Berlin, SBPK, Phill. 1743
Codex unicus of the so-called Collectio Remensis, or, more fittingly, “Sammlung der Hs. von Rheims” (Maassen, Geschichte). According to David Ganz, building on earlier results by Bernhard Bischoff, the codex was written in the “middle third of the 8th century” in the episcopal scriptorium of the bishopric of Bourges (Eber et al. 2022). The “chronologically” arranged collection mostly consists of synodal acts and papal letters/decretals. It contains Greek (Ancyra, Neocesarea, Gangra, Antioch, Laodicea, Constantinople I [in two versions], Sardica, Ephesus, Chalcedon), African (Carthage 419, Registri ecclesiae Carthaginensis excerpta), Roman (the three synods held under Pope Symmachus) and twenty-two Gallo-Roman synods (earliest: Arles 314, latest: Paris 614), as well as 27 papal letters (by Pseudo-Clement, Siricius, Innocent I, Zosimus, Celestine I, Leo I, Gelasius I, Symmachus, Hormisda, John II, Vigilius). In addition, the Collectio Remensis contains a couple of various pieces not fitting into either category, e.g. the Liber ecclesiasticorum dogmatum, the Decretum Gelasianum, a letter by the Milanese clergy to Frankish envoys (pertaining to the Three-Chapter Controversy), and the Paris edict of the Frankish king Chlothar II (from 614) – the latter two documents are preserved solely in Phill. 1743.
From the ninth century at the latest, the ms. was preserved at St-Remi-de-Reims, hence the misleading name of the collection, which has nothing to do with the place of its composition. As can be shown from the contents and a couple of editorial amendments, the collection was originally composed in south-eastern Gaul, its earliest recension not written long after 550. The original collection then underwent a number of editorial changes sometime in the second half of the sixth century and was finally – not earlier than the 620s – supplemented by several documents belonging to the time of Chlothar II (d. 629/30). The collection draws from different sources, such as the so-called Corpus Africano-Romanum (H. Mordek, Karthago oder Rom?
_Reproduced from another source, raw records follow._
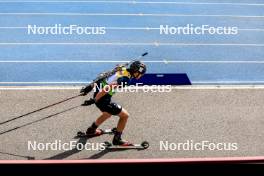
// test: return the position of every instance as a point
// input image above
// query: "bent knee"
(124, 115)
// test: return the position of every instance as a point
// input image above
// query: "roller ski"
(97, 132)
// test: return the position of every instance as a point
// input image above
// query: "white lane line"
(140, 2)
(134, 28)
(146, 61)
(183, 87)
(139, 44)
(193, 82)
(131, 14)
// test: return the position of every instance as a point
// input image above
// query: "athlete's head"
(137, 69)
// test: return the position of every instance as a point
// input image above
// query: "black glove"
(85, 90)
(89, 102)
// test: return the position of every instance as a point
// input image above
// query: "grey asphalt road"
(177, 124)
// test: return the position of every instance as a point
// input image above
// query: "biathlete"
(102, 99)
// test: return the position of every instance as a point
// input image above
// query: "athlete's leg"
(102, 118)
(98, 122)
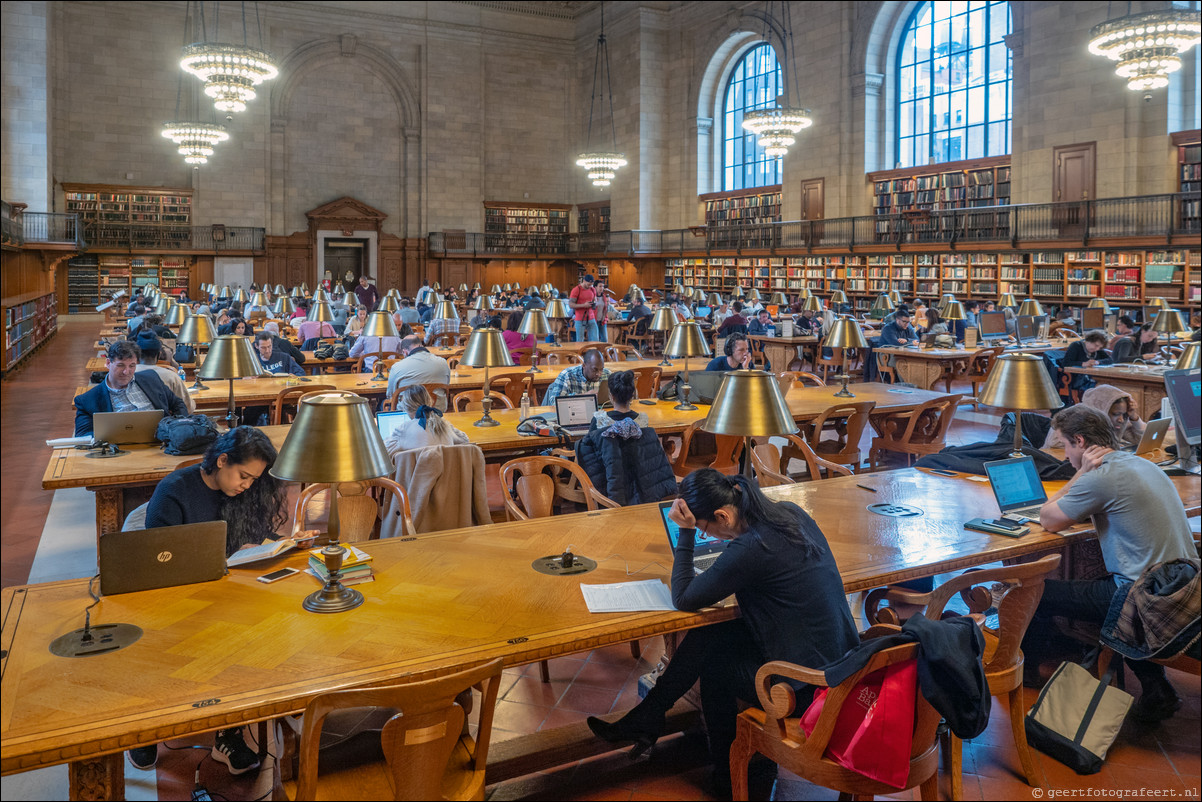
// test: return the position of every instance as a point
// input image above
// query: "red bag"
(875, 728)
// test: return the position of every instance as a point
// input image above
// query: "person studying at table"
(1140, 521)
(791, 601)
(125, 390)
(232, 483)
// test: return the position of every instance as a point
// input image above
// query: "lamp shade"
(749, 404)
(686, 339)
(1031, 307)
(534, 322)
(845, 333)
(486, 349)
(231, 356)
(1019, 381)
(664, 320)
(320, 310)
(333, 439)
(196, 330)
(380, 324)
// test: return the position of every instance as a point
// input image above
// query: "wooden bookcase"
(29, 320)
(131, 217)
(730, 214)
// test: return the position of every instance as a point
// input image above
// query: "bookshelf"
(131, 217)
(731, 217)
(29, 321)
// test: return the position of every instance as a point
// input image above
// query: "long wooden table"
(236, 651)
(122, 482)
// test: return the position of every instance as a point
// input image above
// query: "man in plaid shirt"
(579, 379)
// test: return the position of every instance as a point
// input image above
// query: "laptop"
(1017, 486)
(1153, 435)
(575, 413)
(165, 557)
(706, 550)
(125, 428)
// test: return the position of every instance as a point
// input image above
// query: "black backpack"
(186, 435)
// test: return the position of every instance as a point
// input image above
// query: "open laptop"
(706, 550)
(165, 557)
(1017, 486)
(125, 428)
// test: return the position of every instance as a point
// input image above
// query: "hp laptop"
(706, 548)
(125, 428)
(146, 559)
(1017, 486)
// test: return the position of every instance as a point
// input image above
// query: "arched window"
(755, 83)
(953, 82)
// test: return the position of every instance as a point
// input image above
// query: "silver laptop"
(706, 550)
(144, 559)
(125, 428)
(1017, 486)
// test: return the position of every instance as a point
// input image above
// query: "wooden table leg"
(99, 778)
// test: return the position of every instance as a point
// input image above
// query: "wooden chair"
(429, 752)
(1022, 587)
(361, 508)
(775, 732)
(472, 401)
(918, 432)
(848, 422)
(289, 398)
(725, 459)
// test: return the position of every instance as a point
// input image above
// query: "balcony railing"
(1148, 217)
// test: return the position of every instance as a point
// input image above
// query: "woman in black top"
(780, 569)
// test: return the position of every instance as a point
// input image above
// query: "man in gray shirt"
(1140, 521)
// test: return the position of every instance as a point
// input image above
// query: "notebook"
(165, 557)
(125, 428)
(706, 550)
(1017, 486)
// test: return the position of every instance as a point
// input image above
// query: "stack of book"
(356, 566)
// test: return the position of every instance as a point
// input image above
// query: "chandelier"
(601, 165)
(775, 126)
(1147, 46)
(230, 71)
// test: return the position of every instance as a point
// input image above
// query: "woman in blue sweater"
(780, 569)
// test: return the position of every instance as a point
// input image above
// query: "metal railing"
(1149, 217)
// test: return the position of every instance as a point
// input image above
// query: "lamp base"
(334, 598)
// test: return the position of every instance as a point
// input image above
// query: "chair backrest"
(420, 741)
(289, 398)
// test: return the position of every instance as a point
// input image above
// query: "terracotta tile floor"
(35, 405)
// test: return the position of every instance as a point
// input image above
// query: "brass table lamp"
(333, 439)
(379, 324)
(749, 404)
(197, 330)
(664, 321)
(534, 322)
(1019, 381)
(686, 339)
(486, 349)
(845, 334)
(231, 356)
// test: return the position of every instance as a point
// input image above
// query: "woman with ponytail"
(780, 569)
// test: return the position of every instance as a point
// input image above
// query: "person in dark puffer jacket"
(622, 453)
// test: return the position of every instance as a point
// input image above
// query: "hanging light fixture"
(775, 126)
(194, 137)
(1147, 46)
(230, 71)
(601, 165)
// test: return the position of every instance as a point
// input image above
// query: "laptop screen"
(1015, 482)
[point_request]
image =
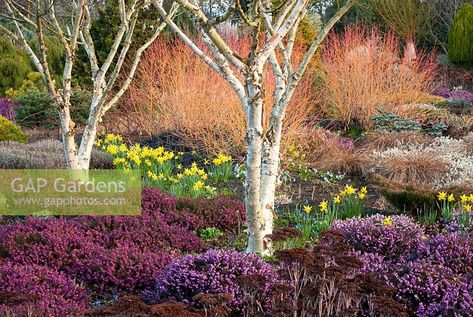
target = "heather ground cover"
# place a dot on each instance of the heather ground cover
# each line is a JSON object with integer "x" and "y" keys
{"x": 372, "y": 208}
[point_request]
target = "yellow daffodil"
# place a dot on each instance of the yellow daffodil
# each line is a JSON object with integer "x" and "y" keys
{"x": 198, "y": 185}
{"x": 350, "y": 190}
{"x": 464, "y": 198}
{"x": 323, "y": 206}
{"x": 337, "y": 199}
{"x": 119, "y": 160}
{"x": 442, "y": 196}
{"x": 112, "y": 149}
{"x": 221, "y": 159}
{"x": 122, "y": 147}
{"x": 307, "y": 209}
{"x": 387, "y": 221}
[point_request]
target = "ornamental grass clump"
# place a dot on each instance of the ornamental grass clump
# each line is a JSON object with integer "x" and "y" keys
{"x": 438, "y": 165}
{"x": 213, "y": 272}
{"x": 364, "y": 71}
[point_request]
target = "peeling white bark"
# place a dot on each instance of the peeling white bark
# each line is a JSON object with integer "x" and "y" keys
{"x": 263, "y": 147}
{"x": 104, "y": 80}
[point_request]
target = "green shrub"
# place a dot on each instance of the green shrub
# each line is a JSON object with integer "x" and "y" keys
{"x": 14, "y": 66}
{"x": 11, "y": 132}
{"x": 32, "y": 82}
{"x": 460, "y": 38}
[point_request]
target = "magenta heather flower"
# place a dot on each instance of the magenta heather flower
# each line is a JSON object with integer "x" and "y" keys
{"x": 32, "y": 290}
{"x": 7, "y": 109}
{"x": 373, "y": 235}
{"x": 433, "y": 274}
{"x": 213, "y": 272}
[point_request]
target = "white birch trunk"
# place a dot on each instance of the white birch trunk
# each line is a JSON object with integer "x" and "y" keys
{"x": 254, "y": 140}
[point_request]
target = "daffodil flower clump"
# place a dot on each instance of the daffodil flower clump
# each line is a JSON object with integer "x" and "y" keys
{"x": 347, "y": 203}
{"x": 163, "y": 169}
{"x": 460, "y": 206}
{"x": 221, "y": 169}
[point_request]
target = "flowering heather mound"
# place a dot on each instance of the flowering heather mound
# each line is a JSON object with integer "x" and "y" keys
{"x": 221, "y": 212}
{"x": 118, "y": 254}
{"x": 7, "y": 109}
{"x": 32, "y": 290}
{"x": 214, "y": 272}
{"x": 372, "y": 235}
{"x": 433, "y": 275}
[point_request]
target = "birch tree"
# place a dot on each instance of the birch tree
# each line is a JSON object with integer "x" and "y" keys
{"x": 70, "y": 21}
{"x": 273, "y": 31}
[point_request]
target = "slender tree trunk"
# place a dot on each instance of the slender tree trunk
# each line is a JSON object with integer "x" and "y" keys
{"x": 410, "y": 53}
{"x": 254, "y": 139}
{"x": 68, "y": 137}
Zu den Anfängen der kirchlichen Rechtsquellen im Abendland, in: Studia in Honorem A. M. Stickler [1992], 359-374), the Collectio Teatina, the Collectio Dionysiana and the Canones urbicani (Wurm, Studien p. 116-118).
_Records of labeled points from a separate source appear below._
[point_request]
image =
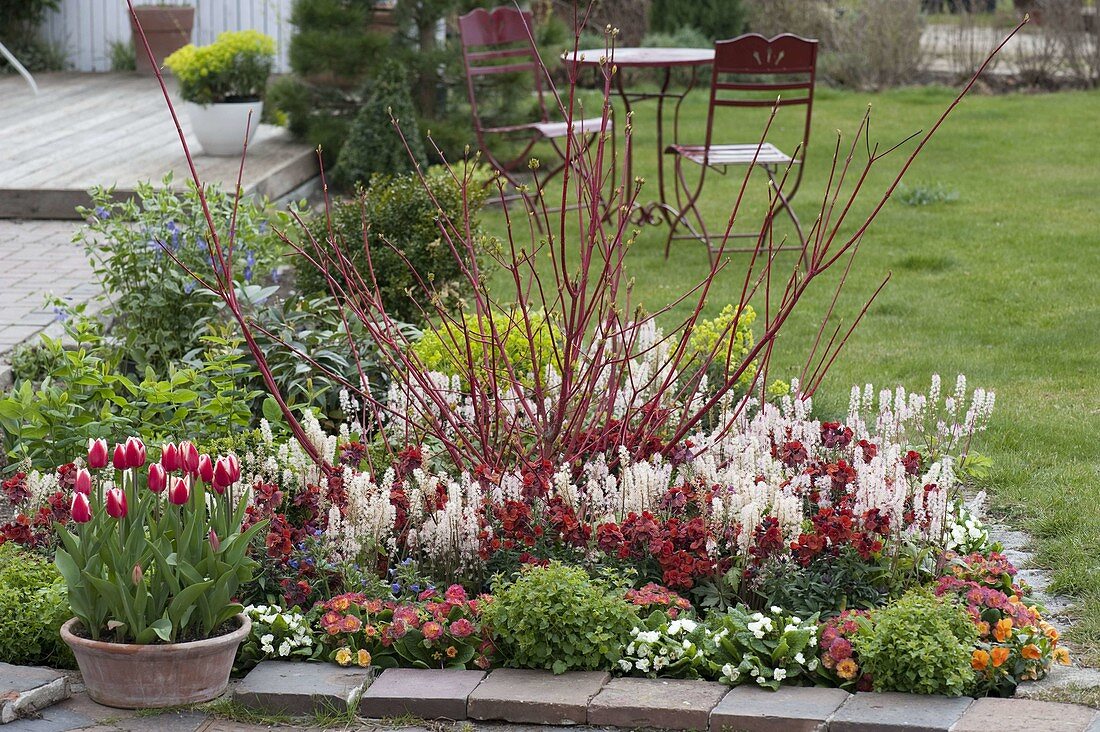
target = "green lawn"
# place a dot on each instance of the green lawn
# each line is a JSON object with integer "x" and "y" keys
{"x": 999, "y": 284}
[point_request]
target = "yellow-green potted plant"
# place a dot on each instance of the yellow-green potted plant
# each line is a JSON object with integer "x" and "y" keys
{"x": 223, "y": 84}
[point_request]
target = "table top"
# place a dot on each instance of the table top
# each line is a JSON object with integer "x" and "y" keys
{"x": 645, "y": 57}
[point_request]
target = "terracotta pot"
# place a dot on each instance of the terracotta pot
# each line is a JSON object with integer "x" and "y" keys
{"x": 129, "y": 676}
{"x": 220, "y": 128}
{"x": 167, "y": 29}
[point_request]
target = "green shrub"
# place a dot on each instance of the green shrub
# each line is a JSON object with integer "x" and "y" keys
{"x": 373, "y": 144}
{"x": 33, "y": 605}
{"x": 399, "y": 214}
{"x": 441, "y": 348}
{"x": 86, "y": 393}
{"x": 160, "y": 313}
{"x": 557, "y": 618}
{"x": 716, "y": 19}
{"x": 921, "y": 644}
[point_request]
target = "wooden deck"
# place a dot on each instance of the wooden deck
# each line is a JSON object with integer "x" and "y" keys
{"x": 114, "y": 129}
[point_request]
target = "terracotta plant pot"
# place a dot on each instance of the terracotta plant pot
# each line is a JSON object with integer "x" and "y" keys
{"x": 129, "y": 676}
{"x": 167, "y": 29}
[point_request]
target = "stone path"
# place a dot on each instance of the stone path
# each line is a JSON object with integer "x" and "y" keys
{"x": 37, "y": 259}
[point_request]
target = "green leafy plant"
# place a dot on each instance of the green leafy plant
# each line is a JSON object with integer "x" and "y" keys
{"x": 406, "y": 247}
{"x": 158, "y": 312}
{"x": 559, "y": 619}
{"x": 450, "y": 350}
{"x": 85, "y": 393}
{"x": 232, "y": 68}
{"x": 141, "y": 567}
{"x": 33, "y": 605}
{"x": 920, "y": 644}
{"x": 373, "y": 144}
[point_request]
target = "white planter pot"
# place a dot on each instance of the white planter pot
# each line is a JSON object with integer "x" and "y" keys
{"x": 220, "y": 128}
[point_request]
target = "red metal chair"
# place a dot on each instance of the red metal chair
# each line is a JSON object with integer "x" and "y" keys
{"x": 498, "y": 42}
{"x": 747, "y": 73}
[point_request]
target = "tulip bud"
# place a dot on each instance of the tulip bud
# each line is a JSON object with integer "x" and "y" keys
{"x": 178, "y": 492}
{"x": 135, "y": 452}
{"x": 83, "y": 481}
{"x": 116, "y": 503}
{"x": 157, "y": 477}
{"x": 206, "y": 469}
{"x": 80, "y": 509}
{"x": 234, "y": 468}
{"x": 222, "y": 474}
{"x": 119, "y": 460}
{"x": 97, "y": 452}
{"x": 189, "y": 457}
{"x": 169, "y": 457}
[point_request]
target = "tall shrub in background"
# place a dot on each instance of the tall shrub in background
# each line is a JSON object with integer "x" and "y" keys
{"x": 715, "y": 19}
{"x": 372, "y": 144}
In its different recensions, the Collectio Remensis served as a source (fons formalis) to other Gallo-Roman canonical collections, viz. the Collectio Diessensis, Collectio Pithouensis, Collectio Sancti Amandi, and, via the latter, the Collectio Bellovacensis. It was also one of the sources of the fourth book of the Quadripartitus.
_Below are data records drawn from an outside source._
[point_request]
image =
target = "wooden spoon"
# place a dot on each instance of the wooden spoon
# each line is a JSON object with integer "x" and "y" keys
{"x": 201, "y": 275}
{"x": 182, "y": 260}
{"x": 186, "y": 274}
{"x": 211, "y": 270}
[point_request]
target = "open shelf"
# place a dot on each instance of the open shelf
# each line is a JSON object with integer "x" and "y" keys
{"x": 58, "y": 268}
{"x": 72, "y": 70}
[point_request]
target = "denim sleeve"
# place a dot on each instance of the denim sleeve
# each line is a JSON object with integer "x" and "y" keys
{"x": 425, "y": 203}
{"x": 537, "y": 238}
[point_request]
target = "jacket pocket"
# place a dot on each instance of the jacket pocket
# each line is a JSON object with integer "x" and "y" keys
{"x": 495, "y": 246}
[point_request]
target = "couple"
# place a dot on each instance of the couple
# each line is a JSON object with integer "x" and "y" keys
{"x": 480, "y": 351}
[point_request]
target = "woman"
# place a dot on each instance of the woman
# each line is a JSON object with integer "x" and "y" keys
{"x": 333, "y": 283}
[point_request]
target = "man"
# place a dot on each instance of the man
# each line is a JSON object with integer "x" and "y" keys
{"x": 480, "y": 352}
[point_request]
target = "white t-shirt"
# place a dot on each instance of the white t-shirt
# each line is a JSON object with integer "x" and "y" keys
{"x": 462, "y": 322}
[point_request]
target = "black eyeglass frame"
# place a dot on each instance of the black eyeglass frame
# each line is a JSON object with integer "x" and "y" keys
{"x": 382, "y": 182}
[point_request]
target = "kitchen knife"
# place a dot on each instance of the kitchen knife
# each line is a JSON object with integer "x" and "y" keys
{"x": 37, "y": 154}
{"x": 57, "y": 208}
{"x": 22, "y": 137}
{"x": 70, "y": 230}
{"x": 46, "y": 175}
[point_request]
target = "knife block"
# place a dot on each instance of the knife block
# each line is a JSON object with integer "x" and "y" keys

A digitized version is planned to be made available online on https://digital.staatsbibliothek-berlin.de
Literature
Older literature is listed in Kéry, Collections p. 50., see additionally Klaus Zechiel-Eckes, Die erste Dekretale. Der Brief Papst Siricius’ an Bischof Himerius von Tarragona vom Jahr 385 (JK 255). Aus dem Nachlass mit Ergänzungen hg. von D. Jasper (2013), p. 46f. On the paleographical features of the ms. and the links to the Collectio Sancti Amandi, see Michael Eber, Stefan Esders, David Ganz and Till Stüber, Selection and Presentation of Texts in Early Medieval Canon Law Collections. Approaching the Codex Remensis (Berlin, Staatsbibliothek, Phill. 1743), in: Creative Selection between Emending and Forming Medieval Memory, ed. Sebastian Scholz and Gerald Schwedler (Millennium-Studien 96, 2022), 105–136. https://doi.org/10.1515/9783110757279-008 On its reception in the Quadripartitus, see Kerff, Quadripartitus p. 61f. On the collection’s relation to the Three-Chapters Controversy, see Michael Eber, Christologie und Kanonistik. Der Dreikapitelstreit in merowingischen libri canonum (MGH Schriften, forthcoming), on its genesis and reception in other canonical collections, see the detailed analysis of Till Stüber, forthcoming.